Millet tekelciliğinin mayası ırkçılık, devlet tekelciliğinin mayası diktatörlük, din tekelciliğinin mayası küfürdür. (Rabbim ne diyorsa, sevgili Peygamberim ne diyorsa biz o yolda yürüyeceğiz) ama, o yolun tekel altında olmadığından nasıl emin olacağız? Müslüman bir ailenin, nüfus planlama anlayışının içinde olamayacağı tartışılır, ancak tarih çok sayıda Müslüman aile veya sülalenin tekelciliğine şahittir.
En kötü ve tehlikeli tekelcilik: Kendi sapık düşünce ve zulüm anlayışına, Kuran’ı uydurma çabalarıdır. Biz Kuran’a uyacakken, onu yolumuza uydurma şekli, zulümlerin en büyüğüdür.
Kuran’ın iki yüzden fazla ayeti için, Hz.Ali için indi, diyen Şii görüşü, Kuran tasavvufu emreder diyen Sünni görüşü veya İŞİD’in bilinen durumu, tekelleşen din (şirk) örneklerindendir.

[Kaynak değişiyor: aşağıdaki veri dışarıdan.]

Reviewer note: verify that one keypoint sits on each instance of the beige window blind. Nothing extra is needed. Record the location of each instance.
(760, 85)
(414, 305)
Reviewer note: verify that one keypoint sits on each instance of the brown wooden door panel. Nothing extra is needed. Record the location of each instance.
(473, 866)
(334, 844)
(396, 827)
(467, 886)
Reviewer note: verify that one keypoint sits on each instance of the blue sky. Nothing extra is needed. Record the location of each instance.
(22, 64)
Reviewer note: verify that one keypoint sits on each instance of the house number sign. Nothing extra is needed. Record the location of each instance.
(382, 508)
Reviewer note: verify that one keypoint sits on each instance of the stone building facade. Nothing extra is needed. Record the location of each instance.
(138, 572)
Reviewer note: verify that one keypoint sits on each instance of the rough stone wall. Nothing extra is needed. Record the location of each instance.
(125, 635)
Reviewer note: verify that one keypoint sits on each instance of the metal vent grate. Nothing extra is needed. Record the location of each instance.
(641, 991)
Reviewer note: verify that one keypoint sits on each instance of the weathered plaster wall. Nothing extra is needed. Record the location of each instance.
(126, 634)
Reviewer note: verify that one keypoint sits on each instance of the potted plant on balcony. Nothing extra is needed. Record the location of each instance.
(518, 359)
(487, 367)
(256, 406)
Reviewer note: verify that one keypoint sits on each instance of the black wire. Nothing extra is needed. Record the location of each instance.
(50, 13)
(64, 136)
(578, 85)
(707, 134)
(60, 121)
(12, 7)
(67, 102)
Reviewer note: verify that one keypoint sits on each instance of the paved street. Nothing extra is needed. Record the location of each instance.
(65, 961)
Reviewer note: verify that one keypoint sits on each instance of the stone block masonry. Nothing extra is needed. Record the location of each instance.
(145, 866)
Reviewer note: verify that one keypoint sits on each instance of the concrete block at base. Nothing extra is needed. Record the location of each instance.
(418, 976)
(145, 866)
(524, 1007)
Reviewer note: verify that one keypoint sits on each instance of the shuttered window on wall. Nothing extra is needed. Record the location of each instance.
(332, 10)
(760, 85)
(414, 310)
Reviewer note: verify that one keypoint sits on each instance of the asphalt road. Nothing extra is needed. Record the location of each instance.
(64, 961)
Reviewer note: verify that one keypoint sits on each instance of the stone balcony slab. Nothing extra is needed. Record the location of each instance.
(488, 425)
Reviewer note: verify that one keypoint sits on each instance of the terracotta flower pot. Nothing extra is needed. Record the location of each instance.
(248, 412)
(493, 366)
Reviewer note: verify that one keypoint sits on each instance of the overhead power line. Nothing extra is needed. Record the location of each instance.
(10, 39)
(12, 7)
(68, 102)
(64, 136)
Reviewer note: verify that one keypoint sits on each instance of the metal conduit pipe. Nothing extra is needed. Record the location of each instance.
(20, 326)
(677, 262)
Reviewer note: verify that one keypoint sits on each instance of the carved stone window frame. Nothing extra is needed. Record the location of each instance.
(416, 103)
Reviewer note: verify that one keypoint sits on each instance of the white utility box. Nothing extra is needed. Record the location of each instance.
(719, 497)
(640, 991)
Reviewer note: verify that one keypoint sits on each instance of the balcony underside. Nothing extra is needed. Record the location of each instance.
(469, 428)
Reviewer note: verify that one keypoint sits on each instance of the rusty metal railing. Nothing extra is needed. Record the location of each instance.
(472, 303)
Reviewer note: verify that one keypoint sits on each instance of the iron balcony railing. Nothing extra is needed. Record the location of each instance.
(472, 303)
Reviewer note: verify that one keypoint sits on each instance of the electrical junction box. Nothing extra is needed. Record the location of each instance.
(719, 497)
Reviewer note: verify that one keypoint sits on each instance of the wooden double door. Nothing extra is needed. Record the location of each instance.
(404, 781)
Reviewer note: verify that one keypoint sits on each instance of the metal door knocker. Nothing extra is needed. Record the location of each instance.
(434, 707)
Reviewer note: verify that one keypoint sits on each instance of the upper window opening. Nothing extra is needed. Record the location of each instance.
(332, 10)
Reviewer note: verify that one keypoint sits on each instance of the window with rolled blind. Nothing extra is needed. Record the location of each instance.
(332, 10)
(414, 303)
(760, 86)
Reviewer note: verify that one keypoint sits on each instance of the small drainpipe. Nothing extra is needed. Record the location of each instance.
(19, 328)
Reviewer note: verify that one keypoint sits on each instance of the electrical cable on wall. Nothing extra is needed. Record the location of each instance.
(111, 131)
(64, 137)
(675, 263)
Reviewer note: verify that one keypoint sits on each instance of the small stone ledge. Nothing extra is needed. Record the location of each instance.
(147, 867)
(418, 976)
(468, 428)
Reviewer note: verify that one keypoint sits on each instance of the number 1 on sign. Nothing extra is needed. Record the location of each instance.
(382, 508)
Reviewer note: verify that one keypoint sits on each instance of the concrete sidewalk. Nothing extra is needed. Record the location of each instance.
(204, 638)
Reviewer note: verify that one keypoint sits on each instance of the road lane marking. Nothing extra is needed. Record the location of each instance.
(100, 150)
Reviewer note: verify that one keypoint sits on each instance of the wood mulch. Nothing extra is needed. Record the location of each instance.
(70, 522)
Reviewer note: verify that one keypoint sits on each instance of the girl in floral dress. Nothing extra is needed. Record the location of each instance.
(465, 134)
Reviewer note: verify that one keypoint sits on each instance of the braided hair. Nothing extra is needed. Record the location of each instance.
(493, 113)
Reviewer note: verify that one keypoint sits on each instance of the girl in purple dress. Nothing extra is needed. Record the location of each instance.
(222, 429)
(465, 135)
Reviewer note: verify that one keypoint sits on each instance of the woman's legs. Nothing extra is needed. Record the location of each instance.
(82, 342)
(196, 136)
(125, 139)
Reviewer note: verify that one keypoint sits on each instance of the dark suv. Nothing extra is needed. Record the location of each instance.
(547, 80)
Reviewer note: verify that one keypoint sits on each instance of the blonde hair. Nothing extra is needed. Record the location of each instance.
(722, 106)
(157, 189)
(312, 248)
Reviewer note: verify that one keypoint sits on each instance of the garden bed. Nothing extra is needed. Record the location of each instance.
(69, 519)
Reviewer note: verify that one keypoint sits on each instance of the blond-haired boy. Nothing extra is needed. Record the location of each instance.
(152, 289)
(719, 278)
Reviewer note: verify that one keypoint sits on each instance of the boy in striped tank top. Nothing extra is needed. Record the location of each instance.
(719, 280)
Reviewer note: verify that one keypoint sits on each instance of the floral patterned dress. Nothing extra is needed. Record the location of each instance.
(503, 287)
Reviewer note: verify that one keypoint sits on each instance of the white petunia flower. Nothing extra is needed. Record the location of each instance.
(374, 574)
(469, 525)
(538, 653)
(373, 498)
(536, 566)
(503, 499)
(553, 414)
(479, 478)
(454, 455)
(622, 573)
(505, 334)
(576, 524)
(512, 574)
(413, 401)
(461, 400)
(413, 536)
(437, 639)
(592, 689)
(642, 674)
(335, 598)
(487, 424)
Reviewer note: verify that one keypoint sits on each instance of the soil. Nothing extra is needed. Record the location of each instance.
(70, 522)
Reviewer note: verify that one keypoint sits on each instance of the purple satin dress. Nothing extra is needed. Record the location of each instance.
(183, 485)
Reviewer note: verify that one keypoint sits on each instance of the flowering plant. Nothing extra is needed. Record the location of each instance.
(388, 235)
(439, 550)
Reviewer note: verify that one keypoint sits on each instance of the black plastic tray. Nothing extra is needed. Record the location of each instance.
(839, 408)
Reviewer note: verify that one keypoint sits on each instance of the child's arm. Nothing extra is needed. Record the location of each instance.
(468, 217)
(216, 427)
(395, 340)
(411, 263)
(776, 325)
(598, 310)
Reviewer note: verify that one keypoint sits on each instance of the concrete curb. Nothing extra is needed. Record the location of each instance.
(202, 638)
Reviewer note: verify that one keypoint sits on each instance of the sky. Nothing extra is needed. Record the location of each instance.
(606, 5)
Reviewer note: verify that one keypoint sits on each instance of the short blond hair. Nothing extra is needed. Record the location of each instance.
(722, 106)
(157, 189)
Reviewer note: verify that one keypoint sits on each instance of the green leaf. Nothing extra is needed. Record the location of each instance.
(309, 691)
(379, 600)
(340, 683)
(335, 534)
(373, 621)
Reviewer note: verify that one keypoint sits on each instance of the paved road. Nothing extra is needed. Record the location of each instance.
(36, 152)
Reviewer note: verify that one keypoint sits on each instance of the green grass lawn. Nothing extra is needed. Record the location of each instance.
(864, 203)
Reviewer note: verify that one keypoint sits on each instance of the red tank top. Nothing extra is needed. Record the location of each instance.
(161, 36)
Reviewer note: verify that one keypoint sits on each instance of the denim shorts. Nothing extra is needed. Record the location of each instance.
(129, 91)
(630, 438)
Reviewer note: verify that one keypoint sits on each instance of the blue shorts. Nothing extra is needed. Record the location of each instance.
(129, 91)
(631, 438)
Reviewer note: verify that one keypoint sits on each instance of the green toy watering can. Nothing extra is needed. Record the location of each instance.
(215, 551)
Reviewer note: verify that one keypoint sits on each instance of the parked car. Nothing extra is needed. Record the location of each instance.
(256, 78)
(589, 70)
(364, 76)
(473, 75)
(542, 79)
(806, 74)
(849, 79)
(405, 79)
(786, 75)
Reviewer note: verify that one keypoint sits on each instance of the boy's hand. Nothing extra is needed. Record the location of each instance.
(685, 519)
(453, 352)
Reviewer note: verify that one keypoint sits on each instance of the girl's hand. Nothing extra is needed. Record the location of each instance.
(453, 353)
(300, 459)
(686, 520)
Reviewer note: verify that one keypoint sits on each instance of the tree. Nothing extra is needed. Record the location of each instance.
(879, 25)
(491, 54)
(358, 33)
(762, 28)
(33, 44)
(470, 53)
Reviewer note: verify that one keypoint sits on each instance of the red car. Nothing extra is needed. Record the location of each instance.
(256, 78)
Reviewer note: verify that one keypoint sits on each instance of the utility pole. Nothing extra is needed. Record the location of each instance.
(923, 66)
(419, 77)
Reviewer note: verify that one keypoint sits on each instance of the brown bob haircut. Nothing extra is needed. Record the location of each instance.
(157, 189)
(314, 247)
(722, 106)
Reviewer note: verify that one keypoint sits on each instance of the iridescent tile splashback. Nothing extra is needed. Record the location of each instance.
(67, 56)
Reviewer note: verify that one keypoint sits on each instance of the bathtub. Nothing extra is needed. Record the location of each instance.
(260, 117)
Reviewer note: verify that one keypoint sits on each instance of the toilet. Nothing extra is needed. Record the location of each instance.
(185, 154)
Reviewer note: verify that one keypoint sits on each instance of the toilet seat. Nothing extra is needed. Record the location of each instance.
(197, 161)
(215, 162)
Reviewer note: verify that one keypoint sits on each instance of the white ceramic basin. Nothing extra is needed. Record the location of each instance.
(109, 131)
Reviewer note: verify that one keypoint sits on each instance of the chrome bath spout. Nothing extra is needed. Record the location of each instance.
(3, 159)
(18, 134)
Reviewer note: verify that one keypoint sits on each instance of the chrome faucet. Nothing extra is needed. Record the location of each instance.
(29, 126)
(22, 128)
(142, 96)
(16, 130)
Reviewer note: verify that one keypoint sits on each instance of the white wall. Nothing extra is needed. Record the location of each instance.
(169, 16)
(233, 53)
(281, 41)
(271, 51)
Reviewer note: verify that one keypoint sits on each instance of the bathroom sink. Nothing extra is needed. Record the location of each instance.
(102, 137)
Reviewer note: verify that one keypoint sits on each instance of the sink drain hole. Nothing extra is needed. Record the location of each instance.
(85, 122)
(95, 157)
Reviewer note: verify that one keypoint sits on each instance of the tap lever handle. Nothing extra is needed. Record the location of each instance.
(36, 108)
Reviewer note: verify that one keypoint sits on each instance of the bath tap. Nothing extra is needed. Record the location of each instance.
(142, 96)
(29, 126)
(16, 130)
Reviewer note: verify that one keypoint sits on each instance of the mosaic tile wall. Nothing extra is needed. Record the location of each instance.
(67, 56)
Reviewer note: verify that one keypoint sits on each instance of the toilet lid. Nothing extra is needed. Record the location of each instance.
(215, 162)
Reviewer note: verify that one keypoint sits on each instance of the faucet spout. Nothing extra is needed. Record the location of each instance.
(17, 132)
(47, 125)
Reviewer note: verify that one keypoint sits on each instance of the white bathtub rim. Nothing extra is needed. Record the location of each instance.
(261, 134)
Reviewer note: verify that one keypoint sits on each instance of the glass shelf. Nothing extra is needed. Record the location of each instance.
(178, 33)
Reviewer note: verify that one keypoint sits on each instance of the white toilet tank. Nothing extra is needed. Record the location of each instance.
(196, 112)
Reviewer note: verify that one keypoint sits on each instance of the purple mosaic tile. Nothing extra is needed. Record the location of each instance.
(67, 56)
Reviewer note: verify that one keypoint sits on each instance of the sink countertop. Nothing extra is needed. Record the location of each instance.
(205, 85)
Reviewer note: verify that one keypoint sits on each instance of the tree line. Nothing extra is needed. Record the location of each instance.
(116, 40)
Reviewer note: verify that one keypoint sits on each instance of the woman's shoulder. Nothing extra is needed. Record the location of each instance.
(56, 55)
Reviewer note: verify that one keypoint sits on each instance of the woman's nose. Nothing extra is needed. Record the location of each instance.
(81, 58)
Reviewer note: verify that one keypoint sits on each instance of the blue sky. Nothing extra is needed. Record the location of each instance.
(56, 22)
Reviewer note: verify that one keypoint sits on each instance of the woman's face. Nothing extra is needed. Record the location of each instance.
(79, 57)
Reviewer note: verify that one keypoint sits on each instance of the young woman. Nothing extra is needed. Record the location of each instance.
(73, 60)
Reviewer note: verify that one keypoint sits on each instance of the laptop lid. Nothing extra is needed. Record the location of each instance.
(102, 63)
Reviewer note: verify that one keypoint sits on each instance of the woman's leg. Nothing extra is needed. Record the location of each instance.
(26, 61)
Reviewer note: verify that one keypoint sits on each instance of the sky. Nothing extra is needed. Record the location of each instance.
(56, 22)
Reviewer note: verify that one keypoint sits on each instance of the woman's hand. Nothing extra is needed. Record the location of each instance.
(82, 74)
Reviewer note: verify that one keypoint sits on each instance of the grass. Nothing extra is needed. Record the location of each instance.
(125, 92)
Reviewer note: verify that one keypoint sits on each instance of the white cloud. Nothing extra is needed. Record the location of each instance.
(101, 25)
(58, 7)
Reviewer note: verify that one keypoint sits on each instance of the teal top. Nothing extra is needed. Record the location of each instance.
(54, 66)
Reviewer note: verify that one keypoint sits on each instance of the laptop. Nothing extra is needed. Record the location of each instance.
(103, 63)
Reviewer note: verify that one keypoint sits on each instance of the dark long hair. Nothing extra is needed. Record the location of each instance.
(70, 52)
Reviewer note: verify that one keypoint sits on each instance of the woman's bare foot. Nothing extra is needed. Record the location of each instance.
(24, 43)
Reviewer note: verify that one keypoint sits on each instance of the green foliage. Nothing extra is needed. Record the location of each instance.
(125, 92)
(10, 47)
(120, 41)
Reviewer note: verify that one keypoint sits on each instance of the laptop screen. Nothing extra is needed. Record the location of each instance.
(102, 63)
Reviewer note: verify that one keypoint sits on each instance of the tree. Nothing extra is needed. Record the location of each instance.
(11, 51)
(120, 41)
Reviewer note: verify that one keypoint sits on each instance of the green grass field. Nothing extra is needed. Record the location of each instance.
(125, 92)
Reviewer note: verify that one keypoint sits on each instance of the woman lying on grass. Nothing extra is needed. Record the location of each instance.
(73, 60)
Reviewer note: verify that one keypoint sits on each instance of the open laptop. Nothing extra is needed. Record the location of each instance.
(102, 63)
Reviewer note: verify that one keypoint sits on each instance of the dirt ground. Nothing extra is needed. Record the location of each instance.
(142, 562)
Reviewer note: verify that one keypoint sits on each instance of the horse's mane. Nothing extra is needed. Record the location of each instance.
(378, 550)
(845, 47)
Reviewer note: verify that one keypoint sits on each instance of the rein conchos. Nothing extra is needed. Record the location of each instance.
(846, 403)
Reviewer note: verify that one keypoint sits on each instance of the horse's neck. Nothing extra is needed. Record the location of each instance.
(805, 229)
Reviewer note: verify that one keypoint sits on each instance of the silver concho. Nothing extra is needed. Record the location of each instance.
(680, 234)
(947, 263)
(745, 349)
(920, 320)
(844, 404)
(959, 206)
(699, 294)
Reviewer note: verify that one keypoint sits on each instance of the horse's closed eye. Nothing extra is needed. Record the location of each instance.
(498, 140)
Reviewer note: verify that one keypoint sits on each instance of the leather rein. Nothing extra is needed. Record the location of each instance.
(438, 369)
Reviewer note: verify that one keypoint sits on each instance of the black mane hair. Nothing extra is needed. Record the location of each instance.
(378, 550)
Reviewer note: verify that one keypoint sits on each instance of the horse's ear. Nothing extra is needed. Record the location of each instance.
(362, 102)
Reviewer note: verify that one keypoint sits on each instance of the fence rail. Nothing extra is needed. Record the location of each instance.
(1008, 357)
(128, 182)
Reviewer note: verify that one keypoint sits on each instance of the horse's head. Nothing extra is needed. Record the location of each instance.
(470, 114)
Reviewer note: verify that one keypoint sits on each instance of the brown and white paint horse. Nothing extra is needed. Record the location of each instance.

Dini tekellerine alan ilim adamları (ulema) ve yöneticiler, emirler (ümera) sayesinde; İslam yardımlaşma hukuku (infak) yok edilerek, köleliği yıkan yolu, kölelik yolu yaparak, İlahi sistemi, paraya tapılan kapitalist sistemin emrine sunanlardan nasıl kurtuluruz? Vakit varsa, bunu düşünelim.